Dans une série d’articles, Nobuyuki Hanaki et ces mêmes auteurs s’appuient sur des expériences en laboratoire de sciences sociales, afin de comprendre la persistance des défauts de coordination dans les situations où des outils de communication efficaces sont pourtant disponibles. Une première étude compare les décisions qui sont prises dans un jeu de coordination à celles que l’on voit apparaître dans un jeu en tous points identique, mais dans lequel les participants à l’expérience sont informés qu’ils interagissent avec des ordinateurs dont les décisions leurs sont parfaitement connues d’avance. Ces participants ne sont donc confrontés à aucune incertitude stratégique, ce qui fournit un point de repère comportemental pour évaluer l’effet de l’incertitude stratégique sur les échecs de coordination. Les résultats montrent que les échecs de coordination restent importants y compris en l’absence d’incertitude stratégique (2), qui n’expliquerait alors que partiellement les échecs de coordination : une partie d’entre eux proviennent tout simplement de décisions inadaptées. A cet égard, c’est donc sur la prise de décision elle-même, et non sur la coordination des décisions individuelles, qu’il faut agir pour améliorer les décisions prises à l’intérieur du groupe.

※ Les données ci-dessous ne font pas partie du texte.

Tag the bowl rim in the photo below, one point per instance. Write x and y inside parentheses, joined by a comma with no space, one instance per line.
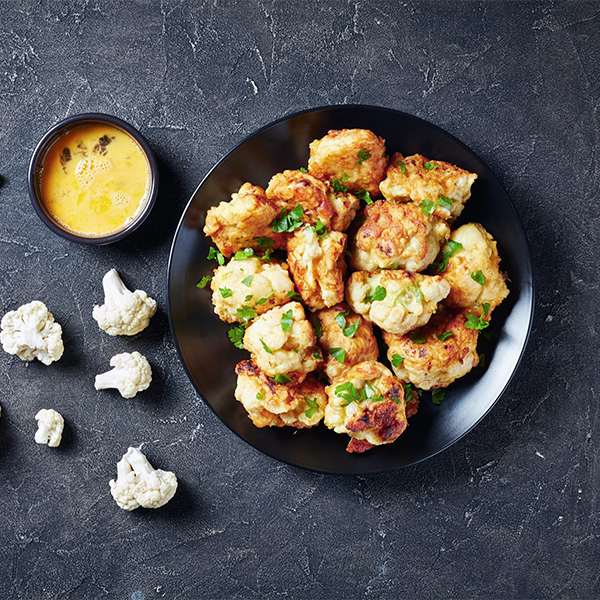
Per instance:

Pour aller plus loin, une seconde étude s’inspire des travaux en psychologie et en management qui mettent en évidence le rôle des capacités cognitives dans les décisions prises au sein des organisations. L’étude recourt à des tests cognitifs empruntés à la psychologie, qui reposent par exemple sur des résolutions de puzzle et des énigmes logiques (et de plus en plus fréquemment utilisés par les services de ressources humaines dans le cadre de tests de recrutement). Les résultats montrent que, en l’absence d’incertitude stratégique, les personnes dont les décisions conduisent à des échecs de coordination sont effectivement plus susceptibles d’obtenir des résultats faibles aux tests cognitifs. Mais le résultat le plus important est que les capacités cognitives individuelles n’expliquent qu’une faible fraction de l’ensemble des échecs de coordination qui subsistent. Les facultés cognitives sont certes un facteur qui favorise la réussite d’un groupe, mais elles sont loin de la garantir.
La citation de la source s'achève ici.